Step 1: Checking if the drive is in Device Manager

  1. Click Start , and enter device manager into the Start Search field.
  2. Click the plus sign (+) next to DVD/CD-ROM Drives category.
    Figure 1: Example of a DVD Drive name in Device Manager
  3. If a name for a CD/DVD drive does not appear or is listed with errors, close Device Manager and use the HP support document CD or DVD Drive is not Detected (Windows Vista) .
    If the CD or DVD drive is listed, continue using these steps to troubleshoot problems related to disc.

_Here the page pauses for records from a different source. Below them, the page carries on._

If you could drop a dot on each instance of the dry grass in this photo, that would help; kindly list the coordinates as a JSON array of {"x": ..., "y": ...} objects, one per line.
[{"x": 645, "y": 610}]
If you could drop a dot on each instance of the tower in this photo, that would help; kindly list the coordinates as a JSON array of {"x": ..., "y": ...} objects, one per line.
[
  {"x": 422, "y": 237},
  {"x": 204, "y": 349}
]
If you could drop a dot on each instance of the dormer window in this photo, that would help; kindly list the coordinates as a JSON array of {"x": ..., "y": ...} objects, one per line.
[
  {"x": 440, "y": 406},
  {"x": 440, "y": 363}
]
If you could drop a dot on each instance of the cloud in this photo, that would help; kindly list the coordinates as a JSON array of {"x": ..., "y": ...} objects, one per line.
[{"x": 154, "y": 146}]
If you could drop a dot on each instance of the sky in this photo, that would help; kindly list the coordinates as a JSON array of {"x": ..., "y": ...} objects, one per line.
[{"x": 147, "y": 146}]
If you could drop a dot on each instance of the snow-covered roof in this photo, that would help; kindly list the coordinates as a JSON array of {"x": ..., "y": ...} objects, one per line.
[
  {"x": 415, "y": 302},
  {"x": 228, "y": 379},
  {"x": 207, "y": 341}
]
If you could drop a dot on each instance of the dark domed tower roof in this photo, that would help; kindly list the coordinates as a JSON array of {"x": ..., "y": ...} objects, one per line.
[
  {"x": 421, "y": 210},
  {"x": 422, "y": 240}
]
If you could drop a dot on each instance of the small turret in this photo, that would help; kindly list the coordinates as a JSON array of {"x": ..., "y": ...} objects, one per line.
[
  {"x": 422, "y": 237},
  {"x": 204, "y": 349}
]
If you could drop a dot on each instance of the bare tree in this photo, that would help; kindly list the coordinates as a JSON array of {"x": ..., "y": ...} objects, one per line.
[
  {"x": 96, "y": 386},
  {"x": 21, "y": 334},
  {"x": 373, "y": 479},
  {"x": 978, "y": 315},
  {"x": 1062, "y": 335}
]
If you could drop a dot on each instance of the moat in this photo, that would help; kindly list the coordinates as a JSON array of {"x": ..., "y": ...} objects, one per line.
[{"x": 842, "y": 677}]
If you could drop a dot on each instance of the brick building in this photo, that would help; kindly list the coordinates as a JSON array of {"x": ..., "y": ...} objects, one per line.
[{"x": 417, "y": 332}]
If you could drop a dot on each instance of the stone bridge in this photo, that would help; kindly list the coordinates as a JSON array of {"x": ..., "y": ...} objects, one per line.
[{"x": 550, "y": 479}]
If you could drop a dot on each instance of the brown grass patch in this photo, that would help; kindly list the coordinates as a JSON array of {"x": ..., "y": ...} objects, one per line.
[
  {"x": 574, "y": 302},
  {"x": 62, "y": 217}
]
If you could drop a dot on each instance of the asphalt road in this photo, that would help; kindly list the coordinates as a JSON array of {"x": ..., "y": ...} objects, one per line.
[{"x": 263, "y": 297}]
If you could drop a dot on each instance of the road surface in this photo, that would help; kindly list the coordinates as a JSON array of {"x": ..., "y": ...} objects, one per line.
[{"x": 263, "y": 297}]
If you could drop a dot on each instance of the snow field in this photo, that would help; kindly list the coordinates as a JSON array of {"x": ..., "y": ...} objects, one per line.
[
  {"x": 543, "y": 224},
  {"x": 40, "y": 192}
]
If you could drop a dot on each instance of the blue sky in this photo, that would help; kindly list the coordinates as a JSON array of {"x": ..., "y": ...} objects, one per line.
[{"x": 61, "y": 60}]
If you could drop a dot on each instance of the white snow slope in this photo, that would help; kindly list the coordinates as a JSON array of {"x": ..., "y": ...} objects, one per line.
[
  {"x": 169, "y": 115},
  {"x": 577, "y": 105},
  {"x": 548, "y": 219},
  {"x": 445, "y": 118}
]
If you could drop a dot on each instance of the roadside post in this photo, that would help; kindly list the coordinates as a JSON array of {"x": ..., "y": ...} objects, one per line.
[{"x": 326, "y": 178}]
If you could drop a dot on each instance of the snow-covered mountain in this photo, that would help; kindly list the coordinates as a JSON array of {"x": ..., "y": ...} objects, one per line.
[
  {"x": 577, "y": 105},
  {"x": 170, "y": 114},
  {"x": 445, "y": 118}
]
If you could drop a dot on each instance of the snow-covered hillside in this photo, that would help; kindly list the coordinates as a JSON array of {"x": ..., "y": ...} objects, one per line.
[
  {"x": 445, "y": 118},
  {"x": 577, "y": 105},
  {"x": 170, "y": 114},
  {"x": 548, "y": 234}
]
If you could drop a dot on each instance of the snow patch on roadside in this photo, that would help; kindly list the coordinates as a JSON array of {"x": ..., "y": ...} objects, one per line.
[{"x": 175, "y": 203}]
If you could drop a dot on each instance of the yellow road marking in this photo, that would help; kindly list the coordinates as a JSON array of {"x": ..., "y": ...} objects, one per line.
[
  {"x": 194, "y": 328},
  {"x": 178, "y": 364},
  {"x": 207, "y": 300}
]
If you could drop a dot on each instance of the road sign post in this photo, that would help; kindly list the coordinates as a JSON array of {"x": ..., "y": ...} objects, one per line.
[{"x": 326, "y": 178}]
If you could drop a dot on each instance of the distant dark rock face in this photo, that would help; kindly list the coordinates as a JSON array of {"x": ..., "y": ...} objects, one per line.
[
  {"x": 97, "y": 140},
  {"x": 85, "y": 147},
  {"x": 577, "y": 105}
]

Step 2: Make sure AutoPlay is set

If AutoPlay is set to take no action when discs are inserted or if AutoPlay is not enabled, nothing may happen when a disc is inserted. Even though you may want to open discs through Windows Explorer or other software means, use the following steps to make sure AutoPlay is enabled so that discs can be more easily tested in future steps:
  1. Click Start , and then enter autoplay into the Start Search field.
  2. Make sure Use AutoPlay for all media and devices is selected. If not, select it.
    Figure 2: AutoPlay selection page in Control Panel
  3. Select Ask me every time next to every CD and DVD item.
  4. Click Save when done.

Step 3: Checking discs

Common causes for CD/DVD failures is damaged or poorly manufactured discs. Plastic discs can be easily scratched and the data on the disc can be destroyed if left in the sun. Discs damaged by sun must be replaced. If a disc is scratched, try to clean or repair the disc. Most home electronic stores offer repair and cleaning kits for discs at minimal cost.
Use the following steps to help determine if discs or the drive need further attention:
  1. Insert a software CD (like game or business software) into the CD or DVD drive and note what happens.
    • If an AutoPlay window opens, the drive is able to read the disc. The data stored on the disc may still be bad, but an AutoPlay window proves that the drive can read data on the disc.
    • If nothing happens or the computer stops responding, the laser is unable to read the intitial startup information on the disc. Press the eject button to retrieve the disc and unlock the computer.
  2. Try more software CDs to get an idea for how the drive is functioning. Insert at least three more software discs in the same manner. Use discs that are in good condition and are known to work in other drives. Note what happens.
    • If any discs fail to open, set the failed discs aside.
    • If all discs pass, the drive can read the startup data on the discs and the drive is good. Bad data, scratches, or smudges on discs is preventing the drive from reading the data. Repair or replace the bad discs.
  3. Repeat these steps using music CDs and DVDs (if your computer has a DVD drive). Use discs from different manufacturers and recording labels. This can help determine if the drive has a problem reading certain types of disc formats.
  4. Once you have tested several types of discs, try using the failed discs in another drive in another computer to see if they can be read.
    • If the discs fail in another drive on another computer, the discs are probably bad.
    • If the discs can be read in the other computer, continue using these steps to troubleshoot the drive.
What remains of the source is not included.